Learn where to use the align() function and why the query engine does pre-alignment.

In VMware Tanzu Observability (formerly known as VMware Aria Operations for Applications) charts, point buckets represent data that has been summarized over a certain length of time.

Both the Summarize By chart option and the align() function group points into buckets and allow you to specify how those points are aggregated (e.g., averaged, counted, summed, etc.). The align() function allows you to specify the desired bucket size. By default, the summarization method that aggregation functions use is based on the bucket size of the chart resolution.

To support bucketing, align() supports the value bw (bucket window) for the timeWindow parameter.

Why It Makes Sense to Apply align()

Wrapping a query in align() is often a good idea:

  • You can specify the bucket size explicitly.
  • As a result, you can often speed up queries because less rendering is required.

Reducing the Number of Data Points

The speed at which a query is executed and displayed is partly based on how many data points have to be displayed on the chart. Consider a 60-minute chart with data values reported every 60 seconds (assume resolution is ~30s). It takes longer to render and display 60 values than it would take to display 6 values that are aligned at 10-minute buckets. As the time window increases, the effect is more noticeable.

Reducing Unnecessary Interpolation

Using align() can also improve query speed if aggregation functions perform interpolation.

Here’s a simple example:

  • You have 10 series that typically report every 60 seconds and that you want to average over a 2-hour window.
  • 1 of those 10 series is being reported intermittently and often reports only every 120 seconds.
  • Non-raw aggregation functions (e.g., sum() or avg()) interpolate that 1 intermittent series when at least one of the other nine series reported a value. For example, if there were 9 reported values 9:03a, then avg() generates an interpolated value for the 10th series before aggregating.

Interpolated require resources, and that can affect the speed at which the query is displayed. If a 1000+ series that reports every 5 seconds, but not always at the same 5-second interval could require a lot of interpolation and slow down the query speed.

To improve query speed, align to a larger bucket (e.g., align(1m, mean, ts("my.metric")). Then the number of times that an interpolated value can occur might change from 12 times a minute without align() to once a minute with align().

The Pre-Align Warning – When the Query Engine Applies Align

For some queries you see the warning indicator in a chart and a warning like the following:

The expression: ts(<metric>, source=<source>) has been pre-aligned, making it equivalent to
align(120s, mean, ts(<metric>, source=<source>)) in order to improve the performance of the sum()
aggregation operation. You can wrap the expression with align() to explicitly state the periodicity and desired summarization strategy.

where sum(ts(<metric>, source=<source>)) is the original query.

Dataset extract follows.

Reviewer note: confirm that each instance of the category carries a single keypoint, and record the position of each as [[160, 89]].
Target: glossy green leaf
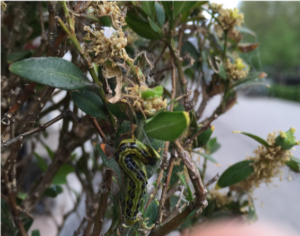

That means that the query engine wrapped your query in align() to avoid unacceptable performance issues. The query engine performs pre-alignment when aggregation functions are applied to more than 100 unique series. In most cases, for instance, where a metric reflects a parameter changing over time, you can ignore the warning.

The pre-alignment is tied to a window of time and not to the actual unique series reporting data at any given moment. For example, if 100+ series are reporting data at the same time for 50% of your chart window but less than 100 series report for the other 50%, then the entire chart window will be pre-aligned if you attempt to aggregate those series into a single series.

Pre-Alignment Side Effects

In most cases, pre-alignment improves query speed and has no undesirable side effects. However, for some very specific use cases, pre-alignment can cause undesirable side effects. If your data set is automatically pre-aligned, you see a warning message below the query.

Here’s an example:

  • You have a http.requests.count metric that reports values once a minute and represents the total number of HTTP requests per minute.
  • You are trying to calculate the number of HTTP requests over the 1-hour sliding window (i.e. msum(1h, rawsum(ts(http.requests.count, source="web*")). If your data set is pre-aligned to a 2-minute (120s) time window, using the default summarization method, average, align(120s, mean) averages the values for every 2-minute window. This pre-alignment cuts the number of values available to msum() in half—which dramatically changes the result of the calculation.

In this case, doing an explicit align() with the sum aggregation method or changing the summarization method to sum() avoids the side effect.